(Buffalo) Avant de devenir l’un des acteurs les plus en vue de sa génération, Dwayne Johnson a révolutionné la lutte professionnelle avec son personnage de The Rock. Une de ses phrases fétiches : « Know your role and shut your mouth. » Traduction libre : connais ton rôle et ferme-la.

À Gatineau, Tristan Luneau et Noah Warren ont assimilé 50 % du message de The Rock. Heureusement pour nous, ce n’est pas la deuxième partie, sans quoi les entrevues auraient été brèves.

Luneau et Warren sont donc de jeunes hommes bien loquaces, mais surtout, chacun connaît son rôle.

Résultat : les deux défenseurs des Olympiques font partie des meilleurs espoirs québécois en vue du prochain repêchage. La Centrale de recrutement de la LNH classe Luneau 24espoir nord-américain, 9 rangs devant Warren, un athlète impressionnant de 6 pi 5 po et 224 lb. Bref, ils ont de bonnes chances d’être réclamés dans les deux premiers tours.

La raison pour laquelle on insiste sur l’importance de connaître son rôle ? Les deux ados sont des défenseurs droitiers, au sein de la même équipe. Impossible, donc, qu’ils jouent au sein du même duo, ou qu’ils soient tous les deux de la première vague de l’avantage numérique. Quand on sait à quel point certains jeunes (et leur entourage, disons-le) sont obsédés par les points et le temps de jeu à l’approche du repêchage, on comprend que la situation aurait pu être délicate.

Sauf que Luneau et Warren ont des identités distinctes et ils en sont bien conscients.

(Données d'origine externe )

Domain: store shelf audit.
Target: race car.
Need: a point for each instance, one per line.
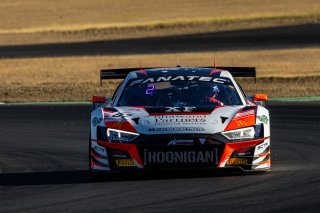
(179, 117)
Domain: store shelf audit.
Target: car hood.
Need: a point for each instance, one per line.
(171, 120)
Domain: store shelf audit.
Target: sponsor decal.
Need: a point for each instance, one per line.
(96, 121)
(237, 161)
(168, 157)
(241, 123)
(117, 124)
(180, 119)
(179, 109)
(244, 151)
(173, 129)
(262, 146)
(125, 162)
(179, 78)
(263, 119)
(181, 142)
(98, 148)
(202, 140)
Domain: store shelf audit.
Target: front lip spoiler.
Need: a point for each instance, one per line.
(171, 173)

Luneau a donc terminé la saison avec 43 points (12 buts, 31 aides) en 63 matchs et a été l’arrière le plus productif des Gatinois. Ses statistiques auraient pu être supérieures s’il n’avait pas été opéré à un genou pendant la dernière saison morte.

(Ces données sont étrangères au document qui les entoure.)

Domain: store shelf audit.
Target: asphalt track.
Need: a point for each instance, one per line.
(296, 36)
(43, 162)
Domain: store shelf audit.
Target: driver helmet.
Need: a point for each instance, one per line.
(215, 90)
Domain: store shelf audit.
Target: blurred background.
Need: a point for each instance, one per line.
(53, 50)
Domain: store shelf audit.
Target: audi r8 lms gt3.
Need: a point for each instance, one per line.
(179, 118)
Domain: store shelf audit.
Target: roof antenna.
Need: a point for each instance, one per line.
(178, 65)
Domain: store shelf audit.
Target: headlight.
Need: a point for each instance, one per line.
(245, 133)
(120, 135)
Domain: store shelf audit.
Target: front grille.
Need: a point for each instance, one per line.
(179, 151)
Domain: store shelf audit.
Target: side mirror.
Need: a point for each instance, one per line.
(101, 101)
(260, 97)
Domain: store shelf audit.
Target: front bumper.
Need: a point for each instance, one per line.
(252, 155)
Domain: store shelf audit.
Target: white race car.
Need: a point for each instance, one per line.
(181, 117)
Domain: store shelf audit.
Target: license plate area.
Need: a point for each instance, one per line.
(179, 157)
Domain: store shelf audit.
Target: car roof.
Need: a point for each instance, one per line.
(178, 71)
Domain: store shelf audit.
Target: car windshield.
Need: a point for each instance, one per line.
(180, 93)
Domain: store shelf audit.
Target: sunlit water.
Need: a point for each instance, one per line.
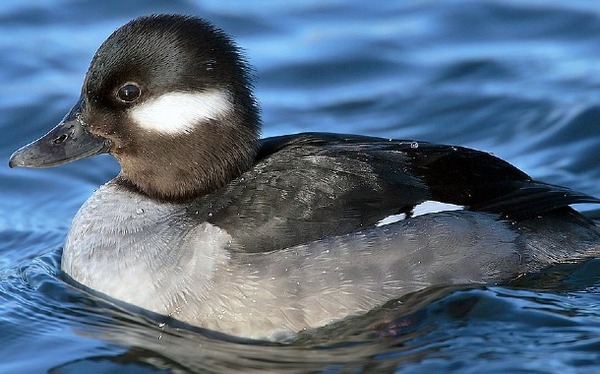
(518, 79)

« Ma plus grande qualité a toujours été ma vision et mon QI de hockey, estime-t-il. Je regarde beaucoup de hockey, j’étudie des défenseurs et j’aime parler aux coachs. »

Warren, lui, a amassé 24 points, dont 5 buts. Sa plus grande fierté ? Jouer dans la première unité du désavantage numérique. « C’est un honneur de faire ça », ajoute-t-il. Ses modèles ? K’Andre Miller, des Rangers de New York, et Brandon Carlo, des Bruins de Boston. « Deux gars grands, bons patineurs, robustes, qui sortent bien la rondelle », décrit-il.

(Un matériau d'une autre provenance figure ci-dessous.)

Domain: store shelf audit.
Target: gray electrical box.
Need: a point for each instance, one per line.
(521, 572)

PHOTO DOMINIC CHARETTE, FOURNIE PAR LES OLYMPIQUES DE GATINEAU

Noah Warren

Luneau en rajoute.

« Le fait qu’on soit aussi différents, ça a aidé, estime le natif de Victoriaville. Comme on a des rôles différents, on a poussé chacun de notre bord pour s’améliorer. Noah est l’un des meilleurs coéquipiers que j’ai eus. Il pourrait jouer en avantage numérique dans le junior, il a le talent pour ça, mais il sait que ça ne sera probablement pas son rôle dans la LNH, donc il aime mieux perfectionner son style et il l’accepte. Je respecte totalement ça. »

Pour Louis Robitaille, entraîneur-chef et directeur général des Olympiques, le travail a commencé au repêchage de la LHJMQ en 2020.

« Je comprenais que pour bâtir une équipe gagnante, on ne peut pas juste avoir une supervedette. On a besoin de plusieurs éléments, rappelle Robitaille au bout du fil. Les jeunes d’aujourd’hui veulent avoir un rôle prédéfini avant d’arriver. Mon travail a été de faire comprendre au clan Luneau et au clan Warren quelle était la chaise de chacun.

« La journée du repêchage, j’ai appelé Noah et je lui ai demandé : “Quelles sont tes forces ?” Et il m’a dit : “Je suis gros, je suis capable de défendre et je vais apporter de l’attaque avec mon jeu simple.” Ça a confirmé mon choix. On a repêché Tristan au 1er rang et on s’est avancés pour repêcher Noah au 8rang. »

La cohabitation entre les deux espoirs s’est donc bien déroulée. On pourrait même avancer comme hypothèse qu’elle a donné davantage de visibilité aux deux jeunes, de même qu’à leurs coéquipiers Samuel Savoie (attaquant, 90espoir nord-américain) et Antonin Verreault (attaquant, 140e).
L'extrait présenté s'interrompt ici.